Here we have a German government official saying that it is his job to protect consumers from themselves. In other words, they don’t know best; he does. Nevermind what they do — giving up private data on Facebook or giving Google the highest market penetration anywhere — he says they should do something else. And so he’ll use his regulatory power to change their behavior to his expectation.

And here we have a columnist for the Observer (aka Guardian), Will Hutton, who says in a fit of journalistic hubris that the BBC is “the last bulwark against populist government by the mob.” So the BBC is what protects the public from itself. He further says, “The bile, unfairness and lack of restraint in the blogosphere is infecting the mainstream media and thus American politics.” Which is to say that the press and government were unsullied and free of bile and unfairness until these damned bloggers (read: citizens with tongues) came along to corrupt them.

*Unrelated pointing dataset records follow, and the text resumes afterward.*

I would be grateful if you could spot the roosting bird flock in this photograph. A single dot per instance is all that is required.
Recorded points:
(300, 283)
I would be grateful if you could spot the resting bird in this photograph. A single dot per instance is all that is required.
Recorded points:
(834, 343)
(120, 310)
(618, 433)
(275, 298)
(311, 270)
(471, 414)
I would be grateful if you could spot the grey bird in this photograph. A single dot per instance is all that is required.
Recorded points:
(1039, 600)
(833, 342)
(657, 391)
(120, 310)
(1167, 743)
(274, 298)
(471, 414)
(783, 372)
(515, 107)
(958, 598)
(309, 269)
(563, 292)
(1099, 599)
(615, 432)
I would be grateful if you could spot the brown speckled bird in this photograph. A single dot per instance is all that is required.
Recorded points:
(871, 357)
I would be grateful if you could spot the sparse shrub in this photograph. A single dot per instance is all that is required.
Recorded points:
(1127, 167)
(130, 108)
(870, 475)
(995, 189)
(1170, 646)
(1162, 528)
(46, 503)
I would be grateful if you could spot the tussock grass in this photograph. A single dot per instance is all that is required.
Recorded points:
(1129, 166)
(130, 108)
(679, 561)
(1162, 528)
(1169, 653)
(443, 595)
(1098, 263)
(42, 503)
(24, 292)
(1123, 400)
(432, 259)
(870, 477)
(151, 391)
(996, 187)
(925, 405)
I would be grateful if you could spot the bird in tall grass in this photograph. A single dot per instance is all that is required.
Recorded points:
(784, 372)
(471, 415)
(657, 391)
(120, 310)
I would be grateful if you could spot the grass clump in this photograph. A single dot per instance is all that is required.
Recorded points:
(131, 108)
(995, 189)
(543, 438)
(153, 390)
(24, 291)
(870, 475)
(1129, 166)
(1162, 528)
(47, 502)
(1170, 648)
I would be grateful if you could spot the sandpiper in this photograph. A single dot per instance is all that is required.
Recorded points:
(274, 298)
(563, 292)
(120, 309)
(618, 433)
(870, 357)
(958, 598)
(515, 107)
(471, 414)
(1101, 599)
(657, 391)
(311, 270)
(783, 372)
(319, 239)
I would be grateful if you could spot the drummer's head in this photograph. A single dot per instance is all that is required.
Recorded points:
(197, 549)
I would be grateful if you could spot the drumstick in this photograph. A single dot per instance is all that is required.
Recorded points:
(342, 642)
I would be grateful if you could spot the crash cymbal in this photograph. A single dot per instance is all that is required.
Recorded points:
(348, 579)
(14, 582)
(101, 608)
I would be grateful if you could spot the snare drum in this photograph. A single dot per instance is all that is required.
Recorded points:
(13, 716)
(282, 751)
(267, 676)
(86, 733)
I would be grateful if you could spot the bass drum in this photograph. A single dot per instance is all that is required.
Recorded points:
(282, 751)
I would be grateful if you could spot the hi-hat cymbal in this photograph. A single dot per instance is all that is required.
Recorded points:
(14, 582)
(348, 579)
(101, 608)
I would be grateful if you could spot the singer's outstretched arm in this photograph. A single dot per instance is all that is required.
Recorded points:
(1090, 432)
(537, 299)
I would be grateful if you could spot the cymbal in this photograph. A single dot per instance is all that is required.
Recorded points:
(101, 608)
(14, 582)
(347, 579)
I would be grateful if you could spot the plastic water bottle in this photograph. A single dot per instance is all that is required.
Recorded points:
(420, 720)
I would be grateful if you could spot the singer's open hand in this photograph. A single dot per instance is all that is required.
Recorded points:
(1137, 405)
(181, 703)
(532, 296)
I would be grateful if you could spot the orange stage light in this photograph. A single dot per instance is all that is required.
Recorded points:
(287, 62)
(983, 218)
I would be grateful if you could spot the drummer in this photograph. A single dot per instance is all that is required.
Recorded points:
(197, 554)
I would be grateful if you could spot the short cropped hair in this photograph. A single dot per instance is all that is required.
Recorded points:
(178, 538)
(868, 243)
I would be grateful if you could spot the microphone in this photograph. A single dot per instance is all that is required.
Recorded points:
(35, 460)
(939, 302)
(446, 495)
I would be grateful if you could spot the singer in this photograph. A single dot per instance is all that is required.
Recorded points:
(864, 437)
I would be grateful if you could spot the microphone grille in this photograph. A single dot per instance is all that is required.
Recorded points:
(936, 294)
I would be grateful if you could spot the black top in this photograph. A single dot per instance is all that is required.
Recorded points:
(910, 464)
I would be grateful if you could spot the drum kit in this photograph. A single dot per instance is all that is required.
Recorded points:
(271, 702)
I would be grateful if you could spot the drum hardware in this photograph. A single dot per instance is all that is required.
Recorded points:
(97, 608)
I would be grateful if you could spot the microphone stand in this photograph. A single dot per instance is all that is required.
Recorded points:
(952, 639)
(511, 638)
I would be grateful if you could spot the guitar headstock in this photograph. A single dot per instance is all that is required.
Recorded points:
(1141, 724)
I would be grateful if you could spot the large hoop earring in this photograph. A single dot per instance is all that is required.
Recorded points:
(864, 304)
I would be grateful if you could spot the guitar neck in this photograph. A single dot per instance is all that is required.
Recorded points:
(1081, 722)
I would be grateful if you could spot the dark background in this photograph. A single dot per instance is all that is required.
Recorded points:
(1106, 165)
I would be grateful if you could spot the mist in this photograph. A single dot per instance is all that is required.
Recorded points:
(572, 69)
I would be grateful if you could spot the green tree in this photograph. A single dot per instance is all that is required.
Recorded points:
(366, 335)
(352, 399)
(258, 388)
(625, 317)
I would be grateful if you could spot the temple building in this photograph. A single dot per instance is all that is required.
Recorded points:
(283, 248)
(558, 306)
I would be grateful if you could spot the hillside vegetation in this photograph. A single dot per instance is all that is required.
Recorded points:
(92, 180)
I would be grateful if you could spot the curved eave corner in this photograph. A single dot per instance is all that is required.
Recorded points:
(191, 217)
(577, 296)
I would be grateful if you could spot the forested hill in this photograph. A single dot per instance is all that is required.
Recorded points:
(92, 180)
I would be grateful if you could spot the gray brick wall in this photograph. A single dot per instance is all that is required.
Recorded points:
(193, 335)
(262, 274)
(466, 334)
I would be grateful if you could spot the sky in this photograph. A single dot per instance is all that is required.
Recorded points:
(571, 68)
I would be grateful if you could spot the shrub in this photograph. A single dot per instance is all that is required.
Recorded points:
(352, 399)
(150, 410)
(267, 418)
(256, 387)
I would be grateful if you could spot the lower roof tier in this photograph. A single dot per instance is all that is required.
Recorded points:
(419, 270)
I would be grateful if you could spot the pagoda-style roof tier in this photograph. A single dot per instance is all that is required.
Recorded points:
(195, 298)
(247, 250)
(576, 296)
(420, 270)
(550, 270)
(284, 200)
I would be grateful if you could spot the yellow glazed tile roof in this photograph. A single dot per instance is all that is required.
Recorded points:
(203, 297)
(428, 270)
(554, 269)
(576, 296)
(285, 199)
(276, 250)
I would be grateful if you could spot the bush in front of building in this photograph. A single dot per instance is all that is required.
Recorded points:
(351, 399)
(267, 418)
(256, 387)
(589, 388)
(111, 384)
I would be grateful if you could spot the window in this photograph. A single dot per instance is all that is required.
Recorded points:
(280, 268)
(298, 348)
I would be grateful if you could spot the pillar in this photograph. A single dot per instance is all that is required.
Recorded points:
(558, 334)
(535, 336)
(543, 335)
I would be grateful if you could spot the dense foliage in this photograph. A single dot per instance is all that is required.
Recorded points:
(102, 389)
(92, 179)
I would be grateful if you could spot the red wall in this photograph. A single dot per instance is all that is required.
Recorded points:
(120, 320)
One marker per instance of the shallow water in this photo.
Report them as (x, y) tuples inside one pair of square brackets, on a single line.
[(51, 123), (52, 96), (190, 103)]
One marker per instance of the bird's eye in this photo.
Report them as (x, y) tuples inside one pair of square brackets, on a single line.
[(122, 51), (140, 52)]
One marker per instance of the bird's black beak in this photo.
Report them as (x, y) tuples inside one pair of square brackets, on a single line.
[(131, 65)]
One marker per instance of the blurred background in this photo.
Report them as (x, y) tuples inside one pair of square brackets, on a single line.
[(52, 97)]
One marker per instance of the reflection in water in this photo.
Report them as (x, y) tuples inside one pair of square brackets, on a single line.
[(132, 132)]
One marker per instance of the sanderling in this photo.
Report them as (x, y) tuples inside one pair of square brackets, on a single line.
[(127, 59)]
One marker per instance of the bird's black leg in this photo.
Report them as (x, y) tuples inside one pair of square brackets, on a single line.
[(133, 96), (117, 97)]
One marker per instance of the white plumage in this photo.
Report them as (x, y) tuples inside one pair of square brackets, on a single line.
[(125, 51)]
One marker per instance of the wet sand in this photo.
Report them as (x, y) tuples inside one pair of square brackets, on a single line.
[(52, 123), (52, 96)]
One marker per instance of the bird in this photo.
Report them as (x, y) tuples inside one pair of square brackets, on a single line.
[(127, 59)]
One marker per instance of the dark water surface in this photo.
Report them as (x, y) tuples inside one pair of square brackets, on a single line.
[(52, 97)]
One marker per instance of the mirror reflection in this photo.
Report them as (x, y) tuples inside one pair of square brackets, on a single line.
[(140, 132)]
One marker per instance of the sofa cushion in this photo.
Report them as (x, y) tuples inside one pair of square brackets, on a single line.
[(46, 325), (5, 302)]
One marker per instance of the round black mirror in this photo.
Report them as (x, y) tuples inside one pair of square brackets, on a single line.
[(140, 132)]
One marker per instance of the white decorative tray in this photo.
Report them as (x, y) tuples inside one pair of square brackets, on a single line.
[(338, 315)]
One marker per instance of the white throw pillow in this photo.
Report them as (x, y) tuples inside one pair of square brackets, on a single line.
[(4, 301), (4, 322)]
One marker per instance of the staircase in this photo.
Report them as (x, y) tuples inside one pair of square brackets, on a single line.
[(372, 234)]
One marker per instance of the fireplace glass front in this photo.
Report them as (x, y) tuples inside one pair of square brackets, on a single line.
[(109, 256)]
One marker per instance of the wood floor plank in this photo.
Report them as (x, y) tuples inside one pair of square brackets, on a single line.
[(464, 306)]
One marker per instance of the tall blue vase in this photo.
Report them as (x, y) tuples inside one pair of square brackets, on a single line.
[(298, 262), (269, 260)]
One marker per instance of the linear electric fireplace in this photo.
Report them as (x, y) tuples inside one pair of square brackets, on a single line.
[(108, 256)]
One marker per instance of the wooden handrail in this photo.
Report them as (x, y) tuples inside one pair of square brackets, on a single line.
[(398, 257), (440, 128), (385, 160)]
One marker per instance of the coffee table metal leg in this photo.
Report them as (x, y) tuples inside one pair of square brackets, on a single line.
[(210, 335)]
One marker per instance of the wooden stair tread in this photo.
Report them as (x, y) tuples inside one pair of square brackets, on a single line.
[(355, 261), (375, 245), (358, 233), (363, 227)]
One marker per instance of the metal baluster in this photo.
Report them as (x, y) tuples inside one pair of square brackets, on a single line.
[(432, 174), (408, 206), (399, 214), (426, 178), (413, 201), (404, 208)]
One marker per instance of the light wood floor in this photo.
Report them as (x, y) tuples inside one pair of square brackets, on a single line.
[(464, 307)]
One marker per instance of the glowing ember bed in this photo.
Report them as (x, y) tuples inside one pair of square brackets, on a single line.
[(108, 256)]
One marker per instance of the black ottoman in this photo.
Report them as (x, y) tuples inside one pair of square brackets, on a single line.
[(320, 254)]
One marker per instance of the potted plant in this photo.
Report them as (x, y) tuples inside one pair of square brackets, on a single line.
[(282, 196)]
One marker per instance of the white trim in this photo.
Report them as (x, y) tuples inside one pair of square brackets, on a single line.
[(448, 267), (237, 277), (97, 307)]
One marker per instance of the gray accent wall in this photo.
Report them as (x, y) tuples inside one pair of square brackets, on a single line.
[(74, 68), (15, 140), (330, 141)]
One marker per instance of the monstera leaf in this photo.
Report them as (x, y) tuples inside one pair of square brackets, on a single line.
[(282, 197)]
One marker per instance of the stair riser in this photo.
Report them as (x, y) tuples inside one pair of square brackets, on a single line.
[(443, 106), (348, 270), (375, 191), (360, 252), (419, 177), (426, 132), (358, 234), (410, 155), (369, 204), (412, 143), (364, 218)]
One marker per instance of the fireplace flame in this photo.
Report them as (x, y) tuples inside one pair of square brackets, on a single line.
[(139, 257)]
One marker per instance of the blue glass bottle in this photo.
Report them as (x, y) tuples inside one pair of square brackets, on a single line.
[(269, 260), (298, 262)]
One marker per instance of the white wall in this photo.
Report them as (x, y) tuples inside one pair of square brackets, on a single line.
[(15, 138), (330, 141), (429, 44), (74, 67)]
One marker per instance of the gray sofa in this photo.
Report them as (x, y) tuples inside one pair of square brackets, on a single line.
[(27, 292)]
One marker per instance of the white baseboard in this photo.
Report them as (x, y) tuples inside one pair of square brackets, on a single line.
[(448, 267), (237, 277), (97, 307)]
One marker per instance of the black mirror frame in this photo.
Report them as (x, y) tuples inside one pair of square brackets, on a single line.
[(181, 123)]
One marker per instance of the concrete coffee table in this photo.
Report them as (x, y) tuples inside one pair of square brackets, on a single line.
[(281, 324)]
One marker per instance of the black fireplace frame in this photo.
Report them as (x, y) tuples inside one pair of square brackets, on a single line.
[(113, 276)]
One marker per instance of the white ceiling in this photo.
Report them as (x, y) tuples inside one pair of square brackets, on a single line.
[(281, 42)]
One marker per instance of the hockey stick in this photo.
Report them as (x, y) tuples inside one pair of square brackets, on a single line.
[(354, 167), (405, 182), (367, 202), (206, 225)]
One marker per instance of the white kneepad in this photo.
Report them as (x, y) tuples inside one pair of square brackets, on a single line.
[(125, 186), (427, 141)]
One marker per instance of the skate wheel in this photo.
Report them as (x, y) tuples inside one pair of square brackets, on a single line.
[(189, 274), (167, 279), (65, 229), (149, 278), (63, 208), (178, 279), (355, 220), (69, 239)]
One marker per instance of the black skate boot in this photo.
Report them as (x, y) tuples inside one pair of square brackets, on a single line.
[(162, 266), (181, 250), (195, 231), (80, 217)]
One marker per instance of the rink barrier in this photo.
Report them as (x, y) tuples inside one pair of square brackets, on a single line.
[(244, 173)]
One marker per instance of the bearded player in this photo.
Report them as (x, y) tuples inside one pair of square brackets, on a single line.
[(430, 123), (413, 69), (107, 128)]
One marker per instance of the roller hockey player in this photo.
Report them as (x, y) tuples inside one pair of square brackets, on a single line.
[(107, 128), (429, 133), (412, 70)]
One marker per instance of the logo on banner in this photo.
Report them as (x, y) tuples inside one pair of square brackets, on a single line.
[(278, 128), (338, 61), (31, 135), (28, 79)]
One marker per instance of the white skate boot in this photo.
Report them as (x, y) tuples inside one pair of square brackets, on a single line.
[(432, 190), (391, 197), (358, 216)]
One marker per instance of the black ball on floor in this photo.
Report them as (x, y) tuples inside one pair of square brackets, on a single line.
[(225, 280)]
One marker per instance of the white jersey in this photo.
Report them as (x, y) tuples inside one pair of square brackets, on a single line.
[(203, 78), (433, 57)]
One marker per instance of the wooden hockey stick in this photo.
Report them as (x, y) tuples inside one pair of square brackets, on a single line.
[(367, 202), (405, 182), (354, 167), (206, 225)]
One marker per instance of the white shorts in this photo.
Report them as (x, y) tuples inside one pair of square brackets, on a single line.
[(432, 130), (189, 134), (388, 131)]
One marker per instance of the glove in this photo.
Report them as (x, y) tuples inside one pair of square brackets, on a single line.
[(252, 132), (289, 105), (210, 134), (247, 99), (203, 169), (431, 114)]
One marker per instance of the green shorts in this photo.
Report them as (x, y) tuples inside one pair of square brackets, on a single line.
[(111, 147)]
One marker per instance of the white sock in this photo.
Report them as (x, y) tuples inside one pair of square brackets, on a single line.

In both cases, we simply see members of a power structure threatened by the emergence of a public with its own mind and voice. We thus see the conflict that arises out of the rise of publicness. That’s one of the topics I’m thinking through as I write my book.

Advertising is next

July 24th, 2010

Condé Nast is a house built on smoke and mirrors — that is, to say, on brand advertising. So it is astonishing to hear its CEO, Chuck Townsend, essentially toss the company’s business model out the window of the Death Star in what The Times frames as “a fundamental overhaul of the advertising-based business model.” This, folks, is surely the real product of the McKinsey studies undertaken at Condé, not a few magazines folded but a new strategy. In a phrase:

Advertising is fucked.

I’ve said that Rupert Murdoch’s paywall is also essentially his surrender of any hope that advertising can be grown or even maintained. He gave up and shrank like George Costanza’s privates. It’s one thing for the dirty digger to give up on car ads. It is quite another for Condé to go off its diet of Madison Avenue and Seventh Avenue in favor of a parking meter.

Photo: Flickr - wallyg

“We have been so overtly dependent on advertising as the turbine that runs this place, and that is a very, very risky model as we emerge from the recession,” Condé CEO Chuck Townsend told The Times. “In a company like ours where 70 percent of our margins are generated on the advertising side, we must develop a much, much more effective financial relationship with the consumer.” That is, get money from the consumer instead of the advertiser.

Good luck.

The company plans — like Murdoch — to try to suddenly get new money from consumers who for years — long, long before the internet — have been accustomed to almost-free content: $1-per-issue luxe magazines that cost probably four times that to produce and distribute (not to mention the tens of dollars it takes in marketing to acquire that subscription with advertising and schwag — a purse for Glamour readers or the fabled sneakerphone up the street at Sports Illustrated).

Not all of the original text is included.